How do you picture the void of empty space? Is it a three (or higher) dimensional grid? Is it curved by the massive objects? Is it absolutely nothing at all, except for the void between things that actually exist? Or is it ethereal, filled with virtual particles that flash in and out of existence beyond our ability to perceive?

At many points in history, fundamental questions as simple as “what is space?” and “what is time?” have been asked and answered. Still we do not know the true answers; we only have intuitive notions based on teachings that have been socialized. We go through school learning mostly by rote the laws of the universe, such as those related to motion, momentum, and energy — notions that depend on understanding space and time. We are taught to treat space and time as intuitively obvious, because they are understood ostensibly. Yet, there may not be a single human being that has ever truly understood the nature of space and time — if those ideas have any correspondence to reality at all, and the jury is definitely out on that one. Despite this dilemma, the vast majority of students finish school with confidence that they know a great deal about space, time, motion, and many other important things. They don’t have an appreciation for the context of their knowledge — the limited scope of understanding that is encapsulated. They are taught the current state of understanding, which is good enough for most practical purposes in ordinary life. They are lies, or reasonable facsimiles of the truth, good enough to get you through most days without going too awry.
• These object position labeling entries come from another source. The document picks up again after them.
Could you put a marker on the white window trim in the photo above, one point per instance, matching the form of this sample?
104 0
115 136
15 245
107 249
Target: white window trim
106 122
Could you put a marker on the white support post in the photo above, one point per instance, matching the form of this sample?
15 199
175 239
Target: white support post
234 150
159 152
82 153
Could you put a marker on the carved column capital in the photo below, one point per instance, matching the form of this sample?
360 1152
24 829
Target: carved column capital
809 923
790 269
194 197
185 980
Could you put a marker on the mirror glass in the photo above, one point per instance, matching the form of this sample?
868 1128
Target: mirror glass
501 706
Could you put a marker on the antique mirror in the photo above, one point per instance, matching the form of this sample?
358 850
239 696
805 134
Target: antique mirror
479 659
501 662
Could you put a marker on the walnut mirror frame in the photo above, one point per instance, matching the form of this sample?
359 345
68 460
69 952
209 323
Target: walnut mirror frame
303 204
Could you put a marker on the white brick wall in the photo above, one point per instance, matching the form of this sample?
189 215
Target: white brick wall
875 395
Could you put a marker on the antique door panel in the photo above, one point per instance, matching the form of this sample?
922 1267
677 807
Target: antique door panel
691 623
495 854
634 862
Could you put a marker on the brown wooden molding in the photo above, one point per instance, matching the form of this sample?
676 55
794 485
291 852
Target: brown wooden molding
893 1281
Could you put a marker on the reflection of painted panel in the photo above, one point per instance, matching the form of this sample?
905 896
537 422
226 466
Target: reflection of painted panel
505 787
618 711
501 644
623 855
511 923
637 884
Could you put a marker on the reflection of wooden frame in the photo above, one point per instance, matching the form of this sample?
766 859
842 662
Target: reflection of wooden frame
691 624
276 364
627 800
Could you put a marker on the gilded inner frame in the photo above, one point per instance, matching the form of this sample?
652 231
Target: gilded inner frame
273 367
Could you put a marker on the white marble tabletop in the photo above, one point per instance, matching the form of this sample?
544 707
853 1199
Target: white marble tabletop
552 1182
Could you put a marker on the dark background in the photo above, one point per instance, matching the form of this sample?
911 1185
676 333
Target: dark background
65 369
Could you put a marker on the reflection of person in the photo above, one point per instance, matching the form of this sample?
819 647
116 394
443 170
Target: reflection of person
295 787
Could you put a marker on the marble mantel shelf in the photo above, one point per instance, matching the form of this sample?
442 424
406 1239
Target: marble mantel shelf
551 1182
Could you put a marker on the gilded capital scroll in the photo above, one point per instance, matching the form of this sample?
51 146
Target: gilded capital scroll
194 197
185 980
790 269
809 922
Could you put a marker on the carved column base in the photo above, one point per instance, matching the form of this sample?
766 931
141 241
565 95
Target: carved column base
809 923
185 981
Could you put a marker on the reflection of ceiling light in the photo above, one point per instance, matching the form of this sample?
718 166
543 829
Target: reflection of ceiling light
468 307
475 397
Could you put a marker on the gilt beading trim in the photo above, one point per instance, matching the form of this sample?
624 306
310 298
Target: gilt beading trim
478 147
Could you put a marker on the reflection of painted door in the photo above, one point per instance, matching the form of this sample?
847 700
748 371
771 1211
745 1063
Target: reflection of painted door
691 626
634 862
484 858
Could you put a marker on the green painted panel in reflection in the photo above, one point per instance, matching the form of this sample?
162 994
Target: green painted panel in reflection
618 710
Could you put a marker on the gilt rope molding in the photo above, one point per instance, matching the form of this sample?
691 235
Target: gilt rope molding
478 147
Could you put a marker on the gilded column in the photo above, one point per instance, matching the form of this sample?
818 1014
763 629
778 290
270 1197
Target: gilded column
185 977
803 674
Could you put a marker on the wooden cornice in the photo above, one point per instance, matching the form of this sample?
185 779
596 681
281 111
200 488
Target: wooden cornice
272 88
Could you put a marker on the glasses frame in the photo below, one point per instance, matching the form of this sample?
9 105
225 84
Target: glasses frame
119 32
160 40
Just as the earth is not flat (though from a person’s viewpoint, it may appear that way), and the sun does not orbit the earth (though from a person’s viewpoint, it may appear that way), these ideas were once at the pinnacle of human knowledge, only to be invalidated later. We accept theories like general relativity and quantum mechanics because there isn’t yet any better explanation. They can be applied to good effect as a practical matter for a limited set of problems. But let us not forget that the accuracy of current theories has much room for improvement.
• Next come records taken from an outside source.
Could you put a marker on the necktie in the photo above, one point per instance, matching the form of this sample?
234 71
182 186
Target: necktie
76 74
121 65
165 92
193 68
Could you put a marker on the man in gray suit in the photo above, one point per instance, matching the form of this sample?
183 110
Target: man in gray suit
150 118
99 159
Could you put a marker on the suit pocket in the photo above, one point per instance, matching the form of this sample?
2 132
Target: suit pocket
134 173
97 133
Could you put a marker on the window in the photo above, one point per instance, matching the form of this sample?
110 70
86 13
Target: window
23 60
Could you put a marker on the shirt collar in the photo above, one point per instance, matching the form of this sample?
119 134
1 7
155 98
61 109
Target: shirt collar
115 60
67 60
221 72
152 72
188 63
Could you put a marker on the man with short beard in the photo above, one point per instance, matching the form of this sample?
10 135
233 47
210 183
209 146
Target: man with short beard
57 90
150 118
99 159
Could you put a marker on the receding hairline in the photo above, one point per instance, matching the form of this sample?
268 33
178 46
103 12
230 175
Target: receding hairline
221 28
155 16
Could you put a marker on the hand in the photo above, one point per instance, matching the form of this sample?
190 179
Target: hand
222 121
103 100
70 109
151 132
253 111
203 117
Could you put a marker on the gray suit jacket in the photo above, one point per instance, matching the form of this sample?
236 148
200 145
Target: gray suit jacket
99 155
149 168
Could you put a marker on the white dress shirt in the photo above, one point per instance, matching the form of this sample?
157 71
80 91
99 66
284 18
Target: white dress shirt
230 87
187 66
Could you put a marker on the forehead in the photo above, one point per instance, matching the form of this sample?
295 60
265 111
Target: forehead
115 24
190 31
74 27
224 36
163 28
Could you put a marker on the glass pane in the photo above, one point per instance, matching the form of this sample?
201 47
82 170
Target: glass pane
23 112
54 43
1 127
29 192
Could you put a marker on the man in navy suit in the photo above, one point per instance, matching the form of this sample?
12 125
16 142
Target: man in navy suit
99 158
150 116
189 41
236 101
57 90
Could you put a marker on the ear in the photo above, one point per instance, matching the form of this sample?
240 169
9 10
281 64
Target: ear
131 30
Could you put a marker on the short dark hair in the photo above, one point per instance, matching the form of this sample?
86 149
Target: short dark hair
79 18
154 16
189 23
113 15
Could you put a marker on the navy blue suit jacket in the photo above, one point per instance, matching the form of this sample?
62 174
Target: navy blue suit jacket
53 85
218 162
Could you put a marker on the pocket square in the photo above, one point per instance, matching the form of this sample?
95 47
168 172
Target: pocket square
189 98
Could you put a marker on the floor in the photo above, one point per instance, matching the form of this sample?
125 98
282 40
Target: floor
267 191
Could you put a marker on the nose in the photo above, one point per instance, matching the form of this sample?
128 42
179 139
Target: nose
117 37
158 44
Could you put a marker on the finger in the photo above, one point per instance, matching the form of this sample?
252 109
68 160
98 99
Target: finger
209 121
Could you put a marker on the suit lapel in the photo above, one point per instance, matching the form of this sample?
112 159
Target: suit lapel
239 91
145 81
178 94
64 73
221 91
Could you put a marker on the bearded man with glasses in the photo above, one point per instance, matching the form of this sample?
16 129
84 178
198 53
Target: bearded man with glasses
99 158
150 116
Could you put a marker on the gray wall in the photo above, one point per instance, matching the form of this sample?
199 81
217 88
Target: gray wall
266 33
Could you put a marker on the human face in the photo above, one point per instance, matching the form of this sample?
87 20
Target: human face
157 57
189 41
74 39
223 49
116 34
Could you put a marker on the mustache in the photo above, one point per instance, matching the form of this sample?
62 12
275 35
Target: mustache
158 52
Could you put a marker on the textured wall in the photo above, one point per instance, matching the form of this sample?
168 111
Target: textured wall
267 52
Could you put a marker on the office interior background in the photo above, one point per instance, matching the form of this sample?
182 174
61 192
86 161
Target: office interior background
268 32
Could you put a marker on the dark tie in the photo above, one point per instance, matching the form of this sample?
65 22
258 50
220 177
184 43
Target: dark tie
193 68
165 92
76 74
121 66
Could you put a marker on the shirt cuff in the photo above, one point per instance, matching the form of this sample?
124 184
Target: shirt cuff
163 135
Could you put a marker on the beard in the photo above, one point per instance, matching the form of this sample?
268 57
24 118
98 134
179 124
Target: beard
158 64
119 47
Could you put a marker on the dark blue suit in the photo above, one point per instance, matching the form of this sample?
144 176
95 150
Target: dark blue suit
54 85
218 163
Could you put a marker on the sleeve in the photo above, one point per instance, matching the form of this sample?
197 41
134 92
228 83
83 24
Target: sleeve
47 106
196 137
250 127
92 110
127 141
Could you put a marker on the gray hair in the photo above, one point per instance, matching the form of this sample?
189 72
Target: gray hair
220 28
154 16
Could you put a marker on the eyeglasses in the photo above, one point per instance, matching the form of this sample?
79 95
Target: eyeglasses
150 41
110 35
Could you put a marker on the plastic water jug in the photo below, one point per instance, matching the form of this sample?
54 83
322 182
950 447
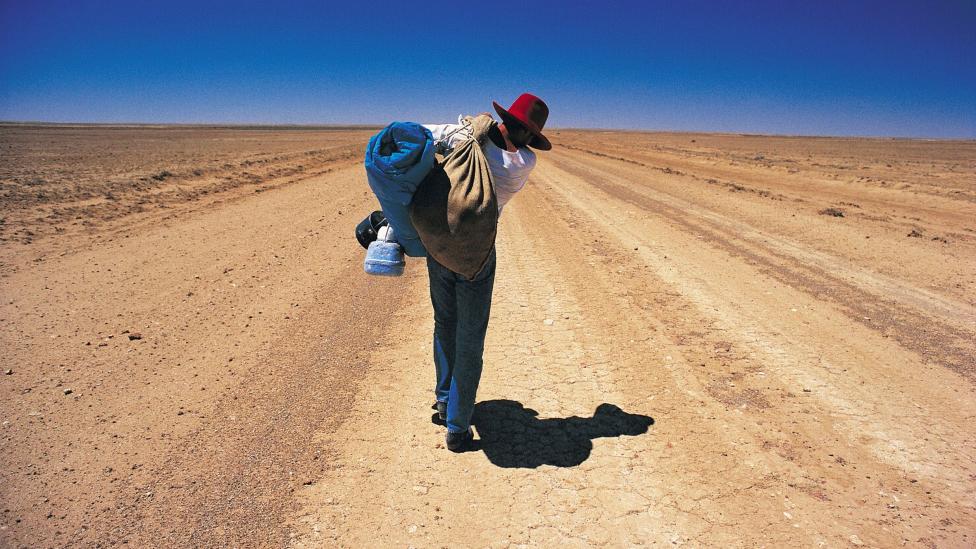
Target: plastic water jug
384 257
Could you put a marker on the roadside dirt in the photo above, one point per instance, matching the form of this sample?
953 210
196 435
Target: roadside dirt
683 350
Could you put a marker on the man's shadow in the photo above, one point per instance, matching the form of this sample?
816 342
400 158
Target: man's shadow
512 435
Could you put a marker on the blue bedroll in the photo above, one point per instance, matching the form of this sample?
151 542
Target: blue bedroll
397 160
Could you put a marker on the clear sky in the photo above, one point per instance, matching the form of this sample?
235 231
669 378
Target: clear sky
820 67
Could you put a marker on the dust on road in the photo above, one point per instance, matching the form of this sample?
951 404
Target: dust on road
683 349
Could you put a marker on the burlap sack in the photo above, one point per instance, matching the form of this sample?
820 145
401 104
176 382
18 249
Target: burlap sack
455 210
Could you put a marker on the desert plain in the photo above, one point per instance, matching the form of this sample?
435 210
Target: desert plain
708 340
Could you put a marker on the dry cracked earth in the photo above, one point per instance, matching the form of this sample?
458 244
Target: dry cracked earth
695 339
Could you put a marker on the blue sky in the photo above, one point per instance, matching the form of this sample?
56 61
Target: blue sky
814 68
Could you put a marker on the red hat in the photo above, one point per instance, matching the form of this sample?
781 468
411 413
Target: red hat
531 112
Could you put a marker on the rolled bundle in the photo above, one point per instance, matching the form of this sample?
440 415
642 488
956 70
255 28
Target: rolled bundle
397 160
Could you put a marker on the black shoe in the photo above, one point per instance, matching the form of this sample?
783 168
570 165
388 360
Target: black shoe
457 442
441 408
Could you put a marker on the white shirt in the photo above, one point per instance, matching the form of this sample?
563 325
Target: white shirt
509 170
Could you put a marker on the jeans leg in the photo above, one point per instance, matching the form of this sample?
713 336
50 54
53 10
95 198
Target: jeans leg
444 300
474 309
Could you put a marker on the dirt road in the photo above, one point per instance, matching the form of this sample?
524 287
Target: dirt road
695 339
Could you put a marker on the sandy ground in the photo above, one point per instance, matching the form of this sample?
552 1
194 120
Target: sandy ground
701 340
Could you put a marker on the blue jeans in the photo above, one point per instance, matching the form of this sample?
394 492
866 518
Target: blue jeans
461 310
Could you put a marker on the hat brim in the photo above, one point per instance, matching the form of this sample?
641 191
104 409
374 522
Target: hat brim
538 140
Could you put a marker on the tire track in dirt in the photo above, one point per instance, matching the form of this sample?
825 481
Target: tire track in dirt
731 356
944 332
195 433
739 454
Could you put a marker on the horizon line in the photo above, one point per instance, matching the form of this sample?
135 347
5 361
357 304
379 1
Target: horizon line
341 126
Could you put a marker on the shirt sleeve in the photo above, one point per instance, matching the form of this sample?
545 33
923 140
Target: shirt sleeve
441 130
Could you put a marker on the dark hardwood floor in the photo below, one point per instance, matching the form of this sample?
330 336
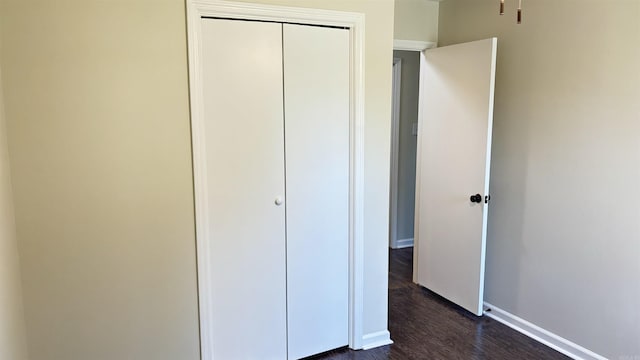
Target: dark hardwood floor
425 326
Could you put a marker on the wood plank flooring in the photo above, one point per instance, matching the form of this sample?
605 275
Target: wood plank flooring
425 326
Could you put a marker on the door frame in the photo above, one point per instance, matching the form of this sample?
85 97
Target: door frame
196 9
403 45
395 152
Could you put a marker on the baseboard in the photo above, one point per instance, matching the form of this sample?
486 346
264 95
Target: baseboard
402 243
541 335
373 340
I am sitting here in a Boeing 737 on the tarmac, as maintenance personnel check over the aircraft to determine why some indicator lights are showing a problem. What has been occupying my mind is the first few pages I’ve read of The End of Time – The Next Revolution in Physics by Julian Barbour. He suggests that there is in reality no such thing as time. It is merely a figment of our misinterpretation of the facts, which result from the limited scope of our personal experiences. This idea is very provocative, because it goes against intuition and it seemingly contradicts everything we know to be true. There is something extremely violent and destructive in this notion. Just the possibility of setting fire to something that we hold as fundamental is exciting.

This is very serendipitous. My life’s work seems to revolve around creative thinking. One of my fundamental responsibilities is to think outside the box to solve problems that are beyond the normal capacity of others. I must imagine what lies outside of common knowledge, and embrace possibilities that may be seemingly absurd or false, in order to discover that something out there is in fact precisely what must be true (or brought into reality). Thinking outside the box requires that in fact there is no box. Or perhaps that all those poor souls, who thought they were in the box, were actually floating outside a bubble. Or something much more bizarre.

look forward, look back

It’s amazing how we have the ability to look back in time. Not just in memories. Not just through archeology. These are only remnants of what actually existed in history. However, the laws of nature have bestowed upon us the ability to actually witness the past in its full glory. In fact, we can see right this moment if we look hard enough as far back as the moments following the Big Bang. And a second later, if we look 3*10^8m further into the distance, we can see exactly the same moment again.

Try to come to grips with the fact that everything you witness in the present has actually occurred some time in the past. Then extend the scope of your observations beyond your immediate vicinity. Look further out and deeper into history. Here and now you are able to see the past unfolding before you. It’s profoundly mind blowing.